1. Reliable, Scalable, and Maintainable Applications

Many applications today are data-intensive rather than compute-intensive. The bottleneck is usually the amount of data, the complexity of data, and how fast it changes—not raw CPU power. This chapter establishes three fundamental concerns for building data systems.

Thinking About Data Systems

Databases, caches, and queues are traditionally thought of as different categories of tools with different access patterns, performance characteristics, and implementations. But the boundaries are blurring:

Redis: A datastore that can also be used as a message queue
Kafka: A message queue with database-like durability guarantees

Modern applications are usually too complex to solve with a single tool, requiring composite systems. In this view, the application developer becomes a data system designer, responsible for a system that provides specific guarantees to the client.

The book focuses on three main concerns:

Reliability: Continuing to work correctly when things go wrong
Scalability: Having strategies to handle growth in load
Maintainability: Making it easy for people to work on the system over time

Reliability

First, distinguish between faults and failures:

Fault: When one component of the system deviates from its specification.

Failure: When the system as a whole stops providing the required service to the user.

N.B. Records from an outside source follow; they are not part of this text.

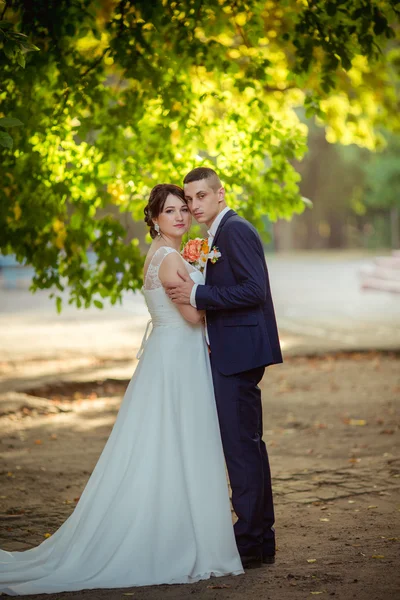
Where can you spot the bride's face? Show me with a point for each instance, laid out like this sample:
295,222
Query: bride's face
174,220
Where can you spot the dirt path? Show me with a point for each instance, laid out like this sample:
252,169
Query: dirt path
332,429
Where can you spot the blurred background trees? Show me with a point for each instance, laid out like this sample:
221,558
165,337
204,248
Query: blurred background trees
101,100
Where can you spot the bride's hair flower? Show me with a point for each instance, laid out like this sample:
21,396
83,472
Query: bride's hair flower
197,253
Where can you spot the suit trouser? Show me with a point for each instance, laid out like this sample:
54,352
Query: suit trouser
238,400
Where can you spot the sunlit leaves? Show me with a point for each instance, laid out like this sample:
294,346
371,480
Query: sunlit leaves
129,94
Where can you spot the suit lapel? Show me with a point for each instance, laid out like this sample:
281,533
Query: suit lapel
224,220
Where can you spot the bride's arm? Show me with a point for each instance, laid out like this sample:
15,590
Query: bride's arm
168,273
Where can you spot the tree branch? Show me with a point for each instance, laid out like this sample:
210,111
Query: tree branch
4,10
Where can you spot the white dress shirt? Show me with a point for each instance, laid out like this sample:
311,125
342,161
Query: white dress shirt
211,235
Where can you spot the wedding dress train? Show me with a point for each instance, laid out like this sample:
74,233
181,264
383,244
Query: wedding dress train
156,508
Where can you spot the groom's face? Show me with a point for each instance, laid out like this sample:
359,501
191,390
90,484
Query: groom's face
204,202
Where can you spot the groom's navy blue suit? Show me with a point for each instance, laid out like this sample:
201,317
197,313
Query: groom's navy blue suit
243,340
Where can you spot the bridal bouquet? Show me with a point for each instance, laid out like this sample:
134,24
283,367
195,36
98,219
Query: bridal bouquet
197,253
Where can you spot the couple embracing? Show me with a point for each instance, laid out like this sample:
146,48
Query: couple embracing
156,508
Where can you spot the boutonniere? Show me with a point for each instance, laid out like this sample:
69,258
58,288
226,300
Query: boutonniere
197,253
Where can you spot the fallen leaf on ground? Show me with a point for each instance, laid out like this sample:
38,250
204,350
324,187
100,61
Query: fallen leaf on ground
357,422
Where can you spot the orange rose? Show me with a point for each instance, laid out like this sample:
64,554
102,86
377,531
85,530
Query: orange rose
192,250
204,247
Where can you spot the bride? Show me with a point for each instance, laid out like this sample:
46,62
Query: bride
156,508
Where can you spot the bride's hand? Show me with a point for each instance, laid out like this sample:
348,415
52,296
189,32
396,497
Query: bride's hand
180,292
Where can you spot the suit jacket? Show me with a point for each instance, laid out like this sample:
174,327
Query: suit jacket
237,298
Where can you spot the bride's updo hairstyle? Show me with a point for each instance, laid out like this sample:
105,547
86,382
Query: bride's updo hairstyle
155,205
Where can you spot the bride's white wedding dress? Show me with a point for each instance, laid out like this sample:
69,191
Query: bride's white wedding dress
156,508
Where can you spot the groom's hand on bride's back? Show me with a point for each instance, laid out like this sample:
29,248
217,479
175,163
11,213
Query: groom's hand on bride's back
180,292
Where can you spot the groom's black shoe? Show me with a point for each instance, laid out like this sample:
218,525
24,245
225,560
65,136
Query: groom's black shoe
251,561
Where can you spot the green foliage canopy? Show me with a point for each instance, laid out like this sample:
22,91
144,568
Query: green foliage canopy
126,94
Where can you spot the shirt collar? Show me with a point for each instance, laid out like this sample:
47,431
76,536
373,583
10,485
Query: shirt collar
216,223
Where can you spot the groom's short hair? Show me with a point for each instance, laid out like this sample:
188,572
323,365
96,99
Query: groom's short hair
204,173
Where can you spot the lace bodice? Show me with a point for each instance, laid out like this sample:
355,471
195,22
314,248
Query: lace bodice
151,280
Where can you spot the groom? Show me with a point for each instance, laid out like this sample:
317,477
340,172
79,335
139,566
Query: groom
243,339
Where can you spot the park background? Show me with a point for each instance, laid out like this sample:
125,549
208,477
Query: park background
296,105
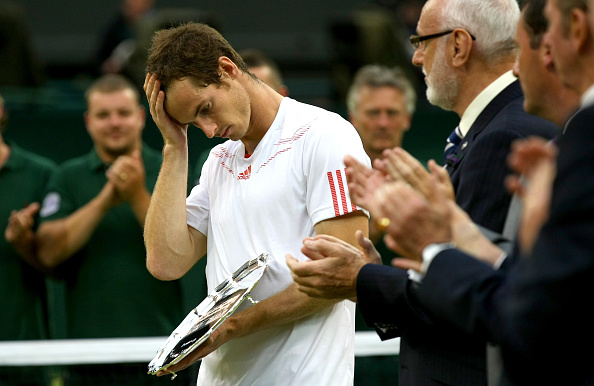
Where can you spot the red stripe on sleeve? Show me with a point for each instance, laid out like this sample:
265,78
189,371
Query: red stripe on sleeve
345,207
333,191
352,204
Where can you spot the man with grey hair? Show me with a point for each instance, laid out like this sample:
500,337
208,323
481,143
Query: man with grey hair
381,102
467,51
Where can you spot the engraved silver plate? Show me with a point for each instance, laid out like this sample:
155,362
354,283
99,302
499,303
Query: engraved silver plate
209,314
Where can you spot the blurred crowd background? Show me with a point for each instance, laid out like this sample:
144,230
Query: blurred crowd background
50,52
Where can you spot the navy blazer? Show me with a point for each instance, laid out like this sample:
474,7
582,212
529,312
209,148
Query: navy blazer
482,156
536,310
436,353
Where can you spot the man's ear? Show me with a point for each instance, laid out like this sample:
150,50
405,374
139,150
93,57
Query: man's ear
228,68
579,29
547,57
461,47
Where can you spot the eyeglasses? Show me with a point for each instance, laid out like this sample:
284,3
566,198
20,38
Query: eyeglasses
417,40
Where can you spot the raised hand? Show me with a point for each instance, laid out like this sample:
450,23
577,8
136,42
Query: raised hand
128,176
534,161
415,221
173,132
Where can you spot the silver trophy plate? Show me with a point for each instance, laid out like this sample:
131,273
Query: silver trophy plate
209,314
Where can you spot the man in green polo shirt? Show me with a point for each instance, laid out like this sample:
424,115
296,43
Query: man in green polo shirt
91,235
23,180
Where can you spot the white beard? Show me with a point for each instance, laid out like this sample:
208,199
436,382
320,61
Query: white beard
442,85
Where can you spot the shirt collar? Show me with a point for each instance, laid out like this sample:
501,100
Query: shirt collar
483,99
588,97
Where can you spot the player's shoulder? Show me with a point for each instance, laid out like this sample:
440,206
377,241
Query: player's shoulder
317,120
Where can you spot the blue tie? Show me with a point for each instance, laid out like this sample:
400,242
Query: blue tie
452,144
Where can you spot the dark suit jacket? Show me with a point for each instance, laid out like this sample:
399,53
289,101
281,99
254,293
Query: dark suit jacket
537,309
478,175
433,353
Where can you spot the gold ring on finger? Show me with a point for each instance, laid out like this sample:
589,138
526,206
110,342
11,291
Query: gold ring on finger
383,223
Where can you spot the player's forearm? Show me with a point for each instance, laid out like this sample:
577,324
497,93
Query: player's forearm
58,240
140,206
285,307
167,238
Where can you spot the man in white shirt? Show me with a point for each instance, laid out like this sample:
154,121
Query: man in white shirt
280,178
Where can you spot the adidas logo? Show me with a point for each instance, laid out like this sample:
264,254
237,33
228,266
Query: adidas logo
245,175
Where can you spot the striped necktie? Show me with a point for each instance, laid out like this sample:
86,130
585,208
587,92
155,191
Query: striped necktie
452,144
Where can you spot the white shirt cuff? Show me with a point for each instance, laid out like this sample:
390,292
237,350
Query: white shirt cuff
429,254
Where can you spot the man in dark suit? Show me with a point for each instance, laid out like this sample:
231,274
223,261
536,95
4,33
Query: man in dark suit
525,308
471,75
535,311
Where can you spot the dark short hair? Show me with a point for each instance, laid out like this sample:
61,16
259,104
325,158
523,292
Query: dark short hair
111,83
534,20
192,51
566,6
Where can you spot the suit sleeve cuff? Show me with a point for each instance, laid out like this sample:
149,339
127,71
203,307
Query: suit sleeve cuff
429,254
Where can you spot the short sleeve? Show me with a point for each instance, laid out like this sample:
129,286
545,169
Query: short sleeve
329,141
198,203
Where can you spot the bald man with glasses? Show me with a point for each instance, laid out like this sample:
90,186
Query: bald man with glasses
466,49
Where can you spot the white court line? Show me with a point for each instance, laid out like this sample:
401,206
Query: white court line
133,350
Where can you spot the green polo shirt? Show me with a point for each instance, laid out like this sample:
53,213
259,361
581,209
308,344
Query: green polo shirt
23,180
109,292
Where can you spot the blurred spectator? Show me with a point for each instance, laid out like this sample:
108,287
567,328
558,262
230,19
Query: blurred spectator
266,69
371,34
23,180
19,65
118,40
91,235
381,102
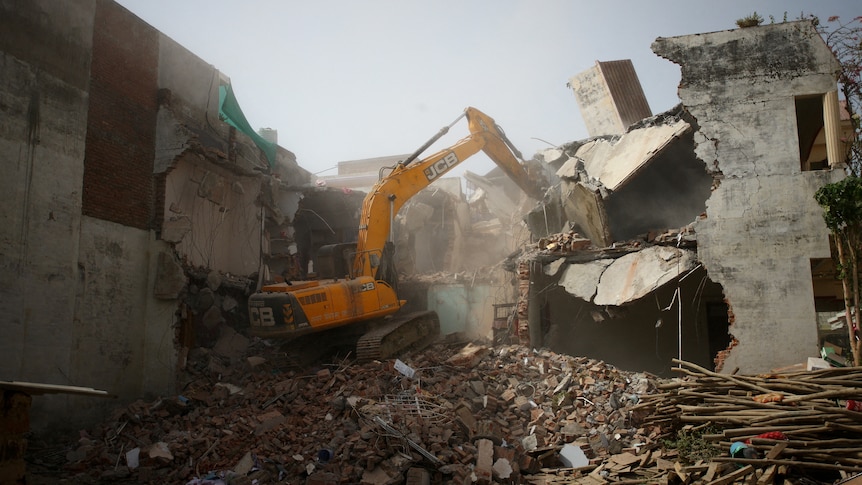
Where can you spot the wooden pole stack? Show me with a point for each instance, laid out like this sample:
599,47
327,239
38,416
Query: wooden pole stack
810,408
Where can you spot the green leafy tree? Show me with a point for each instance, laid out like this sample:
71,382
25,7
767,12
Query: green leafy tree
842,212
842,201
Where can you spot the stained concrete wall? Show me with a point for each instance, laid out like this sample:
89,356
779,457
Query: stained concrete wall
644,335
763,225
86,300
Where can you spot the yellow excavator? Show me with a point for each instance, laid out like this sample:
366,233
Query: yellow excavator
364,297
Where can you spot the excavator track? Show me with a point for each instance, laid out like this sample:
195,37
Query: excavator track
408,332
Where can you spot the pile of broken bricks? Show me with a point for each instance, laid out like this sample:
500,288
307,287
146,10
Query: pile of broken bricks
457,412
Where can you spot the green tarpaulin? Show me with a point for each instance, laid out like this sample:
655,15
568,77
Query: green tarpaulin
232,114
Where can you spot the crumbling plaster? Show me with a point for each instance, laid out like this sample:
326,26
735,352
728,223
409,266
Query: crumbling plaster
85,301
762,225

It’s impossible to reduce the probability of a fault to zero. The goal is to design fault-tolerant mechanisms that prevent faults from causing failures.

Types of faults:

Hardware faults: Hard disks crashing, RAM failing, power outages. Usually handled with redundancy (RAID, backup generators).
Software errors: Systematic bugs in the system. Hard to anticipate and tend to cause more failures since they are correlated across nodes.
Human error: Configuration mistakes by operators—the leading cause of outages.
- Design systems that minimize opportunities for error
- Provide sandbox environments to explore and experiment safely

Example: Netflix Chaos Monkey

Netflix’s Chaos Monkey deliberately kills random server processes in production. The goal is to ensure that fault-tolerance mechanisms are actually working—not just theoretically sound.

Scalability

Scalability isn’t a simple “yes” or “no” label. It’s about how the system handles growth in specific circumstances.

Describing Load

Choose load parameters—the dimensions of growth you want your system to handle:

Requests per second
Ratio of reads to writes
Number of simultaneous users

Twitter case study:

Post tweet: avg 4.6k rps, peak 12k rps
View timeline: 300k rps

Handling 12k writes/sec is easy. But 300k reads/sec is harder—and Twitter guarantees tweet delivery to followers within 5 seconds.

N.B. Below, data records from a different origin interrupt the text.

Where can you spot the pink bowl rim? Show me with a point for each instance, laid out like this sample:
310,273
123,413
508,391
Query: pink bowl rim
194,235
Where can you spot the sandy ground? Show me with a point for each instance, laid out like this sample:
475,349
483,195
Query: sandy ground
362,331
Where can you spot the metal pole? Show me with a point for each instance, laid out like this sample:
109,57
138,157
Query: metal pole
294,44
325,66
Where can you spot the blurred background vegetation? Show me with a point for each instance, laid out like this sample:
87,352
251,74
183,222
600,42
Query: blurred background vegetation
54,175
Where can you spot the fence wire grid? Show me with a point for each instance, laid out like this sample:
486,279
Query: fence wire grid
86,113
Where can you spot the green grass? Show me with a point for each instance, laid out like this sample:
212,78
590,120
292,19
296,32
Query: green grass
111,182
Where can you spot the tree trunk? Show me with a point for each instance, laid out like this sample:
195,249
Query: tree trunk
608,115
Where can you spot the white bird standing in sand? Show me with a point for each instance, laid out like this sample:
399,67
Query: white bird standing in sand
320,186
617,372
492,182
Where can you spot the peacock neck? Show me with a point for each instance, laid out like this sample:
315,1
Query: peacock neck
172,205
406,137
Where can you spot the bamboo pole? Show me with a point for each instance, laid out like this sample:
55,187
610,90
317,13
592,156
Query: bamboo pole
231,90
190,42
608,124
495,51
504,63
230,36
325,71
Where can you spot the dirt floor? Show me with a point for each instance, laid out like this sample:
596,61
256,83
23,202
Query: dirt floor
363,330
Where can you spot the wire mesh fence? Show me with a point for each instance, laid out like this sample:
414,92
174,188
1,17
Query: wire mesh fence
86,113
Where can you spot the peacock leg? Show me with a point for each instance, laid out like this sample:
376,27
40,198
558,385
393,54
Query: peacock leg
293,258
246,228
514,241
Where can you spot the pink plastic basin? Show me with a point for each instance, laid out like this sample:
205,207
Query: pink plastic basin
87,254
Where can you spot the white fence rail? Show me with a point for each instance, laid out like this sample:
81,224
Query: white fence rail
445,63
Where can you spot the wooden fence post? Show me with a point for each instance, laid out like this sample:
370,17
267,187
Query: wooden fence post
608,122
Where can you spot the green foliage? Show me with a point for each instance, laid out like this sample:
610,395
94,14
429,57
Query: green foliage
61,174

Approach 1: Read-time joins Store tweets in a global table. On timeline request, look up everyone you follow, grab their tweets, and merge them. This is slow at 300k reads/sec.

Approach 2: Write-time fan-out Maintain a timeline cache per user. When someone tweets, insert it into every follower’s cache. Reading is fast since the work is pre-computed. But posting is expensive: with 75 followers on average, 4.6k tweets/sec becomes 345k cache writes/sec. This doesn’t scale for celebrities with millions of followers.

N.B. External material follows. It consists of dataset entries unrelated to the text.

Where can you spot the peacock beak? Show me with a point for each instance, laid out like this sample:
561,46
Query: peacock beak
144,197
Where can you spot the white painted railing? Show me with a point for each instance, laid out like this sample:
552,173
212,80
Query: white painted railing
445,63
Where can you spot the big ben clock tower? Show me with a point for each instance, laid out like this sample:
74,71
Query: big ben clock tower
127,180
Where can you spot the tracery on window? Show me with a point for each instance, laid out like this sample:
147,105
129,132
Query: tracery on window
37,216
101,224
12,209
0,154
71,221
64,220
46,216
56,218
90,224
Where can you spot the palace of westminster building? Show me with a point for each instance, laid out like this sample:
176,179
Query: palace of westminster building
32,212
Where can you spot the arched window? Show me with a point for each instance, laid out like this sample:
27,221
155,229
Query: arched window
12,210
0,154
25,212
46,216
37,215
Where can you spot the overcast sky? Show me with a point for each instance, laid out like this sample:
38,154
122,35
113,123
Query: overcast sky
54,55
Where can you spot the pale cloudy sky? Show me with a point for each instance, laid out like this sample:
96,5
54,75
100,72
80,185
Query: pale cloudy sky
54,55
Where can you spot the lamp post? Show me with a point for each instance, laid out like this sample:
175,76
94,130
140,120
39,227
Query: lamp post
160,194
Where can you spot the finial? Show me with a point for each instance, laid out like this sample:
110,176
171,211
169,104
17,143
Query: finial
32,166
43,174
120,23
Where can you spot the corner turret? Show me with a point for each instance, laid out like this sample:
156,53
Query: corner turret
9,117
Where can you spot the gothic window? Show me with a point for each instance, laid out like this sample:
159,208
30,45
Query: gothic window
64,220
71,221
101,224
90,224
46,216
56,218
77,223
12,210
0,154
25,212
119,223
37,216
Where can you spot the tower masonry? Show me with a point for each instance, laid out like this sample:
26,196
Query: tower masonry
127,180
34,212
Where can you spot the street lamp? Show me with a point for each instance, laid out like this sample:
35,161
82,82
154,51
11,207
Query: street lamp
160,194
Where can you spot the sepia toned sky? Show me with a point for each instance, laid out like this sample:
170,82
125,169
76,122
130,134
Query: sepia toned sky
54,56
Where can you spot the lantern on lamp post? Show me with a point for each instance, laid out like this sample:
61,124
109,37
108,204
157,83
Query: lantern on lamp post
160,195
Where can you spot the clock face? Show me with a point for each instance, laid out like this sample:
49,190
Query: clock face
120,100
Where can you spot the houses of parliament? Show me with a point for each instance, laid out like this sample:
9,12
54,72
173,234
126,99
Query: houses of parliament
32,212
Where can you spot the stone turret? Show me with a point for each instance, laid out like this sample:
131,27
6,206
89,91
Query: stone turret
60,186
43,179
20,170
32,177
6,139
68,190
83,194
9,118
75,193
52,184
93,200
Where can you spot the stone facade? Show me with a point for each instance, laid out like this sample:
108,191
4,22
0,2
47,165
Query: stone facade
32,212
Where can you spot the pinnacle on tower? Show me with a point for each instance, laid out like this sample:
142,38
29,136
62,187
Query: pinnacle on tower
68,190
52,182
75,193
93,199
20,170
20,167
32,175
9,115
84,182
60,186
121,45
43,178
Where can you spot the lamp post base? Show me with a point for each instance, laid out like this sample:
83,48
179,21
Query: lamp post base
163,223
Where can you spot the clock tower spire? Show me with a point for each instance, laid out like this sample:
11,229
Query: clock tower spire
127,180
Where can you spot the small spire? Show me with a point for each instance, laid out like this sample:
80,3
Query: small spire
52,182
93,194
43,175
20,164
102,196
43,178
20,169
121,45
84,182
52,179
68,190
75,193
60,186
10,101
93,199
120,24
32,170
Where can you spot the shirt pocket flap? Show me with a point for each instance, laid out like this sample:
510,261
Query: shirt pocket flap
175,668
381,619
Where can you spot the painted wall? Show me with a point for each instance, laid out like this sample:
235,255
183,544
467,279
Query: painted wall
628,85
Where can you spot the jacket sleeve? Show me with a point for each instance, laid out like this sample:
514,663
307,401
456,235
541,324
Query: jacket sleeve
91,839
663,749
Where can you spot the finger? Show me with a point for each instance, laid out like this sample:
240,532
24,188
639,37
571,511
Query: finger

Twitter’s hybrid solution: Most users use write fan-out, but celebrity tweets are fetched separately and merged at read time.

Measuring Performance

Different systems have different metrics:

Batch systems (Hadoop): Throughput (records/sec) or total processing time
Online systems: Response time—measured as a distribution, not a single number

Response time = time between client sending request and receiving response

Latency = time a request spends waiting to be handled

Percentiles matter more than averages. Amazon optimizes for p99.9 because customers with the most data (from many purchases) tend to have the slowest requests—and they’re the most valuable.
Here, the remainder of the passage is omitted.